What I found with my 5K monitor is smaller Jpegs look bad. More jaggies unless you downsample to about a minimum of 3600 on the long side. Some sites don't allow that size so if I post a smaller file I not sure what others are seeing. Jpegs opened in PS are sized correctly but are half the size to what I was used to seeing on my old screen. It was an adjustment.


----------



## PeterG (Nov 24, 2020)

Zenon - What size is your 5k monitor? Would you buy a 5k rather than 4k again?


----------



## Zenon (Nov 24, 2020)

2019 - 27" iMac. When I replace it I may not have any choice. If was was going to do it again I'd probably get the 5K again. While it as a little frustrating at first  I do like the resolution and I developed work arounds. One site resamples poorly so I upload full size files to Flickr and link full size tp the site. It downsamples and looks good but they are a little big. I keep experimenting with different sizes to post. If I want to see how my final results look exporting from LR 3,600 looks good on the screen in preview. I double the size to view it in PS although don't  use PS much these days. I just send files from LR for advanced cloning.


----------



## mcasan (Dec 10, 2020)

Ended up replacing my Dell UP3216Q with a Lenovo P32u-10.   It is 4K, wide gamut, and does TB3 with passthrough.   So I connected the monitor to the Mac mini and on the other side of the monitor I have my Netstor enclosure (houses the RAID set) and a G-drive HDD which is used for Time Machine backups.  The monitor has 3 year warranty.  It originally listed for $1399 and is on sell at Lenovo for $699.


----------



## mariah1902 (Dec 29, 2020)

Yes it is true so go for 4k. 4k monitors are good enough and you will never be in need f 5k monitors. Most of the videos that you will be playing normally would be 4k or 1080p so why would you waste your money on 5k?. Wait for 1 more year then you can buy it when all the people will be using 5k as regular video quality. Even when I play videos online most of hem are 1080p so why would I bother to buy a 5k tv?.


PeterG said:


> I am looking at changing my external monitor and looking at a 27 inch monitor (thinking 32 inch may be too big).
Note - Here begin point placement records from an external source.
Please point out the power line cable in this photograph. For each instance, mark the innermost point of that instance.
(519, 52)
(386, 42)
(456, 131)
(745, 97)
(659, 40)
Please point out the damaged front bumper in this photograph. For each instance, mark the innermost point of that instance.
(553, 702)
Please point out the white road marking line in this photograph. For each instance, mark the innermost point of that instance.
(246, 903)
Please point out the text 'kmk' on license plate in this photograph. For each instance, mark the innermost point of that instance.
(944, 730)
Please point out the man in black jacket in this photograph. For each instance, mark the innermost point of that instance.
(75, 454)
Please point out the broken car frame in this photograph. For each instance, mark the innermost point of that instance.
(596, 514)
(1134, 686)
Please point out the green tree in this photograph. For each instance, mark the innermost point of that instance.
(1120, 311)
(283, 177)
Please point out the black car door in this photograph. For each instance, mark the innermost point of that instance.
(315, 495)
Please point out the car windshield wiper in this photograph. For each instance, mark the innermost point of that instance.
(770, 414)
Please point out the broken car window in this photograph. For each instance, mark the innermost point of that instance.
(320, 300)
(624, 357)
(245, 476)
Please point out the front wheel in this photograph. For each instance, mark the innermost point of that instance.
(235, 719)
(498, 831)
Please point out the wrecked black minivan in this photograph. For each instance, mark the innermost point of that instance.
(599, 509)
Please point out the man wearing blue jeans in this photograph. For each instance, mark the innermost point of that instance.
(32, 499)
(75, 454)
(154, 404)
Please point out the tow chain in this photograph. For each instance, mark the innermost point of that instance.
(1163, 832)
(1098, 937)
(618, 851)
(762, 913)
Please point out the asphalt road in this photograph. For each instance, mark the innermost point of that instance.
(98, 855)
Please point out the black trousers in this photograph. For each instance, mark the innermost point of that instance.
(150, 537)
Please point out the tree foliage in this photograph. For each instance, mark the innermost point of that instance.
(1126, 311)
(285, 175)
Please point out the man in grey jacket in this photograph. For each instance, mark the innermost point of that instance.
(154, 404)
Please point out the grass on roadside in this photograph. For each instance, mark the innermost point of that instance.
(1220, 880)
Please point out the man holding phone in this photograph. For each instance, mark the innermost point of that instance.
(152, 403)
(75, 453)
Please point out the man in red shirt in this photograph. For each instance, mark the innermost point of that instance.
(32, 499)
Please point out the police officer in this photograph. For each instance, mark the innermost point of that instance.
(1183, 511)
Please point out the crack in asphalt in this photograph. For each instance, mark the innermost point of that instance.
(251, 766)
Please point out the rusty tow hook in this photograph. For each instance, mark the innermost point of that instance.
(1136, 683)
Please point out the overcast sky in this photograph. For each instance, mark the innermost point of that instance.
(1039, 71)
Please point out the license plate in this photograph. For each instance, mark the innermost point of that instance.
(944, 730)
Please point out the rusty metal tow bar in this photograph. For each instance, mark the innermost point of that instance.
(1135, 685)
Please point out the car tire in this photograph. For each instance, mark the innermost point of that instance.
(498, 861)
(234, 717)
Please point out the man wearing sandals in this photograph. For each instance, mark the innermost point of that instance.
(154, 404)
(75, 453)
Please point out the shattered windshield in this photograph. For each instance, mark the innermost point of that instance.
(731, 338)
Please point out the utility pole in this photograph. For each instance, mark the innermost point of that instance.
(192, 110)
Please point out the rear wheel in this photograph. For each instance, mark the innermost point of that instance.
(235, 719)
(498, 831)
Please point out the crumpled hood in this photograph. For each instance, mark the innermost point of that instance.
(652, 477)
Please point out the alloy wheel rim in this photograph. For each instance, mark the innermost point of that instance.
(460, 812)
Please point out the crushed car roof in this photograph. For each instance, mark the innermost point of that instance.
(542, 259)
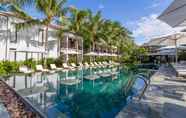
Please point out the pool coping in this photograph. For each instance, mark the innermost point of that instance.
(25, 101)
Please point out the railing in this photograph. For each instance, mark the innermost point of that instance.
(130, 83)
(146, 82)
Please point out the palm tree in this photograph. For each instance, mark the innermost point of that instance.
(94, 28)
(51, 9)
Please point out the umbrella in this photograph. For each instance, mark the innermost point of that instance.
(175, 14)
(91, 54)
(69, 51)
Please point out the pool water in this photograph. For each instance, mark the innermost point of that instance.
(103, 97)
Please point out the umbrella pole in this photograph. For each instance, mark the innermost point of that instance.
(176, 51)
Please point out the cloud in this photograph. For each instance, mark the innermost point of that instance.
(155, 4)
(101, 6)
(149, 27)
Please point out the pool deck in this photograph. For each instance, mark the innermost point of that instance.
(164, 98)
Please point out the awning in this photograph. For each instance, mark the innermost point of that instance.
(29, 50)
(92, 54)
(70, 51)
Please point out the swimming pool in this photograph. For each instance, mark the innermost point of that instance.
(76, 93)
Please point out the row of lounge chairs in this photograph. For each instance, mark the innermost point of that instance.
(180, 69)
(72, 66)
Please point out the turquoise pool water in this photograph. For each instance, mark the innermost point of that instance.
(69, 94)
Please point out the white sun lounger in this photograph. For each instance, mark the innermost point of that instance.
(92, 65)
(65, 66)
(25, 69)
(74, 65)
(41, 69)
(86, 65)
(53, 67)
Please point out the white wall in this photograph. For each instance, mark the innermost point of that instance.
(27, 39)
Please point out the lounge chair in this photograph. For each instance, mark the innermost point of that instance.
(102, 65)
(92, 65)
(65, 66)
(86, 65)
(53, 67)
(74, 65)
(25, 70)
(80, 65)
(97, 65)
(40, 68)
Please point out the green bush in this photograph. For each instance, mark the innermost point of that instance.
(59, 61)
(50, 61)
(30, 63)
(2, 69)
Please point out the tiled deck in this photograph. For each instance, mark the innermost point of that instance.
(163, 99)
Is there much of a benefit going for a 5k rather than 4k monitor.  I have read there are disadvantages to a 5k at that size " Extreme pixel density mak


----------



## Bluebamboo (Feb 11, 2021)

To my mind 27" 4k is the sweetspot, on a 32" then 5k may be a good option.


----------



## TimothyKemperle691 (Feb 11, 2021)

I ended up purchasing a ViewSonic 38" Ultra Wide monitor. (VP3881).  Since I have been working from home the monitor has a dual purpose of connecting to my work laptop as well as for my personal use.  I like that I am able to break the screen into multiple grids (usually 3) for work.  I also like the use with Lightroom.  I am contemplating switching to a Mac Mini M1 once Lightroom fully supports it but currently on my PC Lightroom works great.  

The monitor also filled out my desk perfectly...almost looks like it was built for it.


----------



## Bob_B (Feb 11, 2021)

I settled for an ASUS ProArt 32" 4K. Pricey, but I think it'll satisfy my needs, and I wanted to go with one single monitor with my new computer build.


----------



## PeterG (Feb 11, 2021)

Bluebamboo said:


> To my mind 27" 4k is the sweetspot, on a 32" then 5k may be a good option.
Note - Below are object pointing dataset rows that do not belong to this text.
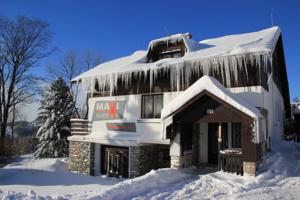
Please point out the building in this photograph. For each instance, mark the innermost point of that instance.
(220, 102)
(295, 107)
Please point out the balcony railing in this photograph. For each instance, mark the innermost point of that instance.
(80, 127)
(232, 162)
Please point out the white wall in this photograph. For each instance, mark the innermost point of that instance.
(147, 130)
(270, 100)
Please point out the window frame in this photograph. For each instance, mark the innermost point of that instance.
(234, 142)
(153, 105)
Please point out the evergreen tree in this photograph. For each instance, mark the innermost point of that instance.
(56, 110)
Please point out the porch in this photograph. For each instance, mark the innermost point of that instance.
(208, 131)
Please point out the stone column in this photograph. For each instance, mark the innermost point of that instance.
(219, 145)
(249, 168)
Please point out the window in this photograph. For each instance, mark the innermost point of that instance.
(236, 135)
(152, 105)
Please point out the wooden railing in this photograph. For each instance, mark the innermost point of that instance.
(80, 127)
(232, 163)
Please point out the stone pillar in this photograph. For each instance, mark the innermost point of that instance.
(219, 145)
(81, 157)
(145, 158)
(249, 168)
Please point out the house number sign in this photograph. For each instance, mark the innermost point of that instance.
(106, 110)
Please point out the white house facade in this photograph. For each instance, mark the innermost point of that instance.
(219, 102)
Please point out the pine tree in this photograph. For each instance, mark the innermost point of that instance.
(57, 108)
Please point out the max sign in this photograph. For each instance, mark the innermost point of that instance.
(105, 110)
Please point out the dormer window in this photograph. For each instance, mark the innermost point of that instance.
(169, 47)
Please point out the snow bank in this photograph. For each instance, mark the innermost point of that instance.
(48, 179)
(278, 178)
(154, 180)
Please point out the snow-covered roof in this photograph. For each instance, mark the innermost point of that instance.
(206, 51)
(213, 86)
(210, 84)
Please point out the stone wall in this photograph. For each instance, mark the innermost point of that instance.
(145, 158)
(81, 157)
(249, 168)
(178, 162)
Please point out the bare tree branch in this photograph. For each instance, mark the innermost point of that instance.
(23, 43)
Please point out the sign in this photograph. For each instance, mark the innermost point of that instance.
(106, 110)
(128, 127)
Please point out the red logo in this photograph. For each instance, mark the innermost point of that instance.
(112, 110)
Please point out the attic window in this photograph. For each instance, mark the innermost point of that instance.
(169, 48)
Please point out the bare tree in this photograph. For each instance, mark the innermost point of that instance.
(71, 65)
(23, 43)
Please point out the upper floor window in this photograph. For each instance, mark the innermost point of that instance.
(152, 105)
(236, 135)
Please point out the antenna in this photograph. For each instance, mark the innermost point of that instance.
(166, 31)
(271, 15)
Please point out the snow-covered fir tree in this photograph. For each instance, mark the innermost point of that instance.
(56, 109)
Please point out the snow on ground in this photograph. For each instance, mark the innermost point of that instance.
(278, 178)
(47, 177)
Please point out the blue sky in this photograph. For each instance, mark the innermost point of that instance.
(118, 28)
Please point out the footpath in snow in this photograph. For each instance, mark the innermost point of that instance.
(278, 178)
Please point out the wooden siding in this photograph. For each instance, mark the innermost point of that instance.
(196, 111)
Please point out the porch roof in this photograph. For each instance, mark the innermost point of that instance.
(211, 85)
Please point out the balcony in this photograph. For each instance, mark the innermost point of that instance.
(80, 127)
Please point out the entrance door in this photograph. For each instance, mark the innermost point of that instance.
(114, 162)
(213, 143)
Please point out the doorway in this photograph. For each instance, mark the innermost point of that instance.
(213, 143)
(114, 161)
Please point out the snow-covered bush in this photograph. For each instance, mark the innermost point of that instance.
(56, 109)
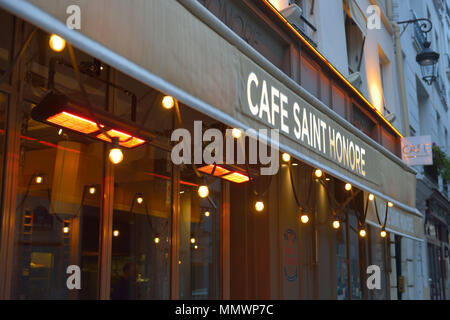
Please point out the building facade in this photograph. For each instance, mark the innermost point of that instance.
(322, 84)
(428, 116)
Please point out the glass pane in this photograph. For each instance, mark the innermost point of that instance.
(3, 107)
(199, 238)
(341, 263)
(141, 225)
(354, 257)
(57, 212)
(6, 25)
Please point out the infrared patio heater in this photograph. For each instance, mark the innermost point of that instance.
(59, 110)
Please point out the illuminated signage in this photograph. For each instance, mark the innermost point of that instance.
(280, 109)
(417, 151)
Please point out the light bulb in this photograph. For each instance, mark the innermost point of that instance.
(115, 155)
(304, 218)
(259, 206)
(336, 224)
(362, 233)
(57, 43)
(318, 173)
(168, 102)
(203, 191)
(236, 133)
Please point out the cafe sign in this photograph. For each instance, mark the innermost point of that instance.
(417, 151)
(278, 107)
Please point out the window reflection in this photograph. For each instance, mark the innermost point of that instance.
(56, 216)
(199, 238)
(142, 207)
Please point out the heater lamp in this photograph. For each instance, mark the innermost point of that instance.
(59, 111)
(224, 173)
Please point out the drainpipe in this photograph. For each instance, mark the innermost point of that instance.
(400, 70)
Are there any 32 inch 5k monitors, I can't find any?


----------



## Bluebamboo (Feb 11, 2021)

PeterG said:


> Are there any 32 inch 5k monitors, I can't find any?


That's a good question, I just assumed there was as the thread seemed to allude to the fact there is a choice.
There is always the Dell UltraSharp UP3218K 32" 8k at a bargain $3999


----------